Zhu Ning, oceanwide professor of finance at Tsinghua University in Beijing, believes people are prepared to take investment risks in China because they sense the Chinese government will always bail them out.
The leading academic argues such behavior is fueling a debt bubble which could put at risk the stability of the economy.
"We have had a few high-profile defaults in the bond market this year in which the government has intervened," he said.
"It sometimes creates situations where people jump into these bonds after they have heard the news of a default. The price has dived and they will buy them because they know they will be bailed out."
Zhu spent the summer in the US promoting his new book, China's Guaranteed Bubble, at the Brookings Institution, the IMF and the World Bank.
The Chinese version has sold 35,000 copies so far, making it one of the top 50 best-selling economics books in China.
"The book is getting quite a lot of interest and attention. I'm often surprised about how little China is being understood, even sometimes among people who are supposed to be experts." Government guarantee is not unique to China but the way it works in practice is, he said.
He argues that no other government in the world has the same firepower to sort out financial messes as they arise. China's foreign exchange reserves have increased from $200 billion yuan ($29.4 billion) in 2001 to $4.5 trillion in 2013.
"I think what is special about China is that the government has far more resources than other governments internationally because of this very vibrant economic growth that has built up these reserves."
Zhu, who is also deputy dean of the Shanghai Advanced Institute of Finance, a leading think tank, said one of the big risks to the economy at present is the property market, where prices have soared by 30 percent in tier one cities like Beijing and Shanghai this year.
"I have met people who claim concepts such as rental yield (which are at historic lows in China because of high property prices) do not apply in China because everyone in the country is trying to move and live in the big cities," he said.
"I think the scariest moment of a bubble is when everyone believes there is no bubble."

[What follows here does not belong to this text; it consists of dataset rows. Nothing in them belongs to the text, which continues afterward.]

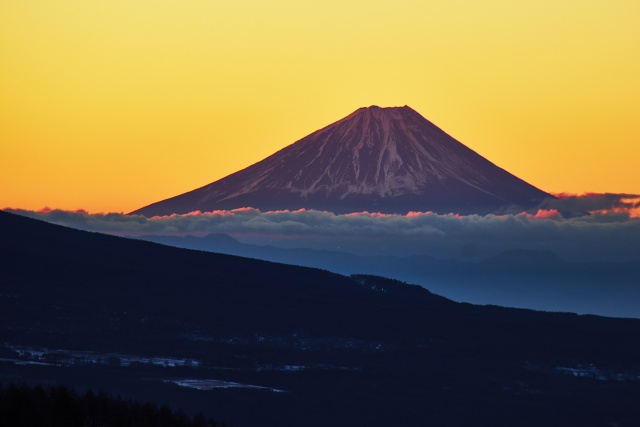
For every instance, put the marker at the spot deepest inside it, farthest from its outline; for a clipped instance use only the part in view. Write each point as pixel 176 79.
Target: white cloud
pixel 609 233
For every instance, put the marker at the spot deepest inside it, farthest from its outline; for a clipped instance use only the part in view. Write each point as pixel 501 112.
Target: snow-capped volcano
pixel 389 160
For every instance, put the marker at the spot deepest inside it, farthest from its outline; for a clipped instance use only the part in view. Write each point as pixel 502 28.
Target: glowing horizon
pixel 110 106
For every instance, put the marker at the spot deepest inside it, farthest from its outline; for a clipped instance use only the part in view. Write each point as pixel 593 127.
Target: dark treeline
pixel 59 406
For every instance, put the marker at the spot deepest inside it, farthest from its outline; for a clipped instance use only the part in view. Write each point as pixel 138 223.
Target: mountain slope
pixel 346 350
pixel 376 159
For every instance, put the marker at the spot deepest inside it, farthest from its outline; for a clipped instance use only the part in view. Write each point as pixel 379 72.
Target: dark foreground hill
pixel 260 344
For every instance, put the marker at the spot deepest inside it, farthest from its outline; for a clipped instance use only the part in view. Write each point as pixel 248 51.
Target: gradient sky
pixel 112 105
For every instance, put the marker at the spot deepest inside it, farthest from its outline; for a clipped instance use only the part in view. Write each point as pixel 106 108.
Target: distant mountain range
pixel 516 278
pixel 389 160
pixel 255 343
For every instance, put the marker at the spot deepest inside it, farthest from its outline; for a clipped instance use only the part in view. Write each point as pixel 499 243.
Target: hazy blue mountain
pixel 516 278
pixel 255 343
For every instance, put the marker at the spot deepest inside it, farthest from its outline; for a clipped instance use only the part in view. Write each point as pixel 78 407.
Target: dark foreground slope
pixel 196 330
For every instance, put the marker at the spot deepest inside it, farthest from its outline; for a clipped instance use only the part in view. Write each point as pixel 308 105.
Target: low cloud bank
pixel 608 229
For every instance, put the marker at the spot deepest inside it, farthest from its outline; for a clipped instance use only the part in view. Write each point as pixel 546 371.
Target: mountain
pixel 389 160
pixel 254 343
pixel 538 280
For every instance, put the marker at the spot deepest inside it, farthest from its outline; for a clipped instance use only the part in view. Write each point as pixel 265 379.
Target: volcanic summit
pixel 389 160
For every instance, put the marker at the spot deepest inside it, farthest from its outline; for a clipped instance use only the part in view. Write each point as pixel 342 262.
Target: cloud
pixel 610 232
pixel 579 205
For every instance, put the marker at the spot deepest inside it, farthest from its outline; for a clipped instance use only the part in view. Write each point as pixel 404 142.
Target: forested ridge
pixel 59 406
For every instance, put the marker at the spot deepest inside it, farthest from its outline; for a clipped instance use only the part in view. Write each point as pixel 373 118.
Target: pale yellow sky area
pixel 112 105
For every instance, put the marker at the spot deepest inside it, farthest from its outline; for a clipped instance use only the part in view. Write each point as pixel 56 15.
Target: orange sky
pixel 112 105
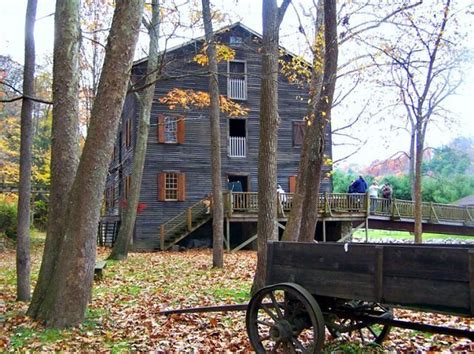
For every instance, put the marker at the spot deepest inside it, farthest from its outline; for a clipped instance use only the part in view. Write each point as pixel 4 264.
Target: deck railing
pixel 237 146
pixel 343 203
pixel 237 89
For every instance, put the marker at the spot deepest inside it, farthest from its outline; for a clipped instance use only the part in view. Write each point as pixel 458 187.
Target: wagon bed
pixel 351 289
pixel 430 278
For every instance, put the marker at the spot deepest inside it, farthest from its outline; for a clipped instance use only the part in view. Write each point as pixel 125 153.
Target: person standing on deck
pixel 373 194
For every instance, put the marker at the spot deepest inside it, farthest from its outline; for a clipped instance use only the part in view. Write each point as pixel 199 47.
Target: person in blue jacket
pixel 359 185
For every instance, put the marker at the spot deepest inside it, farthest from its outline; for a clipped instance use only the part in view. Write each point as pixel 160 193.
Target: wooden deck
pixel 343 206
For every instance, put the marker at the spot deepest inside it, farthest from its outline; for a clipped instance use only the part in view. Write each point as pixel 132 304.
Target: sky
pixel 381 144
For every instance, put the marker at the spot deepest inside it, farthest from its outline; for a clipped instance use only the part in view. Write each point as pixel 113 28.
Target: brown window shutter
pixel 180 130
pixel 298 132
pixel 161 129
pixel 292 184
pixel 161 187
pixel 181 187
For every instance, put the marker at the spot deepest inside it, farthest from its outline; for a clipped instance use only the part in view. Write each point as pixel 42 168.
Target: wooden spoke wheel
pixel 364 331
pixel 285 318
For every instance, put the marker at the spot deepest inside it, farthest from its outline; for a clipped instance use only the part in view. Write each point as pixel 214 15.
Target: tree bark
pixel 418 229
pixel 125 235
pixel 69 291
pixel 23 237
pixel 322 114
pixel 214 116
pixel 267 229
pixel 293 226
pixel 65 148
pixel 301 228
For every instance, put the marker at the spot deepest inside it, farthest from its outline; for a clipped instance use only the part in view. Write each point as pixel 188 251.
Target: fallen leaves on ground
pixel 124 313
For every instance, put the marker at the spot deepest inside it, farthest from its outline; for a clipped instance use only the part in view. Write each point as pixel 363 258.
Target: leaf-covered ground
pixel 123 315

Zhu said what is of particular concern is the alarming, rapid rise in China's debt from 160 percent in 2005 to 247 percent in 2015, according to Bloomberg Intelligence.
He insisted it was always the speed of the debt rise that caused crashes such as the South Sea Bubble in the UK in the 18th Century and Japan's in the 1990s.
"Many economies, especially developing ones, hit a crisis point when their debt-to-GDP ratio gets to only 70 or 80 percent but they have this pattern of fast acceleration instead."
Zhu does not accept that China is protected from a debt crisis because its debt is owed internally rather than externally, which was the case with the Asian countries caught up in the financial crisis in the late 1990s.
But he reiterates the Chinese government has the ability to avert any financial meltdown. "I think we're at a crossroads where we can still avert a crisis."